The reassurances we offer by coming along beside those in active struggle, with words of hope and understanding, cannot be measured….a hand squeeze, and a simple “I’ve been there. It gets better.”
The knowledge that we are not alone in our darkness ignites a tiny spark. It may be a small and distant lighthouse on a far-off shore, but the pinprick of light is visible. And real.
It is this way with all stories – stories of new motherhood, of parenting toddlers, of aging parents, of troublesome teens. Of workplace frustration, of heartache, of loss, of divorce, of marriage.
All of our stories are important to share, because of the power they have to help others find that light.
It’s been right at a year since I started speaking up about my illnesses to more than the smallest handful of people. I did it because I wanted others, particularly within the church, to know that they were not alone.
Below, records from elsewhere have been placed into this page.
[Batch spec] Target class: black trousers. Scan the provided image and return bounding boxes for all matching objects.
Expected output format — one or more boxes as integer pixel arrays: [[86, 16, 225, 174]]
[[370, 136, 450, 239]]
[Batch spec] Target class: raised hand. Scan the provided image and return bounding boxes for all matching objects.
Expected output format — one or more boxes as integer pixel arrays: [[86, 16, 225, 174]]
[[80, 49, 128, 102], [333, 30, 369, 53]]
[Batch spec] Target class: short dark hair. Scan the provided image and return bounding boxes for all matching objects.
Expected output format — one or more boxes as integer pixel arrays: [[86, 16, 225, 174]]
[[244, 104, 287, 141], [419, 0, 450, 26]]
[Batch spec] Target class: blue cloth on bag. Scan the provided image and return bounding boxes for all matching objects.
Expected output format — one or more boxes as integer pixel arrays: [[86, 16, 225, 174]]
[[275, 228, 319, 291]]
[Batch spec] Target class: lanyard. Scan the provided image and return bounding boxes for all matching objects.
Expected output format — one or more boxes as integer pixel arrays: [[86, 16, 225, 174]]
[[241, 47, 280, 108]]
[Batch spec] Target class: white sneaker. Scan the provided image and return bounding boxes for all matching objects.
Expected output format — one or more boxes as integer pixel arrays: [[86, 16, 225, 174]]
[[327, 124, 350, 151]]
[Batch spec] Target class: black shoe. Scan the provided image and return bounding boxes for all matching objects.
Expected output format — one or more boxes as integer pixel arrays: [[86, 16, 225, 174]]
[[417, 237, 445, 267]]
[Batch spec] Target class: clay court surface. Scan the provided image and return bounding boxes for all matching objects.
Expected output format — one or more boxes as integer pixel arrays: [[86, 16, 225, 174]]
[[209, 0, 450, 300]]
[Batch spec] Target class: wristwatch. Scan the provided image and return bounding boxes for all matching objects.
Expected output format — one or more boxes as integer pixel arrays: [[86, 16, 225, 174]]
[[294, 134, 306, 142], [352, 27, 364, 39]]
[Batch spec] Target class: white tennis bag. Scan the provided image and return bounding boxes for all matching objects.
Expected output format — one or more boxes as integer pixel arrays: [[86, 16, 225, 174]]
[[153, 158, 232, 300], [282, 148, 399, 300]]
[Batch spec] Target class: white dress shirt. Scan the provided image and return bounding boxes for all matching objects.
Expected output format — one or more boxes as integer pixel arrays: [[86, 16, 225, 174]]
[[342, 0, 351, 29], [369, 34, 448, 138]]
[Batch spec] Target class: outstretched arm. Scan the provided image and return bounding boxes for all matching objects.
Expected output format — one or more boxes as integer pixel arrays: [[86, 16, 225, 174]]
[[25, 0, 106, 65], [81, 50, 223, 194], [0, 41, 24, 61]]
Some days, it’s been weird and awkward and terrifying honestly. Hi there, relatives and ex-coworkers and my son’s preschool teacher and people I knew from my childhood that now know SO MUCH about me and my brain!!
But I truly hope that it has been helpful to someone, somewhere.
I know, however, that it has been helpful to me. To get it all out there, to not live with the hidden shame. But specifically helpful due to the number of people who have reached out to me this past year to tell me “Hey. That’s the same with me. I’ve had those thoughts. I feel that way sometimes.”
And so in an effort to help others know that they aren’t alone, I’ve found myself less alone, with more support and encouragement than I thought possible.
And still it bears repeating, for those who may need to hear it today, or need something to hold on to tomorrow:
I have anxiety and depression.
I am a Jesus Follower.
I believe in treating my illness in a variety of ways: therapy, medication, support, diet and exercise, love….and Jesus.
I am 100% certain that I am worthy, and lovely, and loved by God – and that my illness doesn’t change that.
I am even more certain that the same is true for you.
You are not alone. You are worthy, and lovely, and loved by God.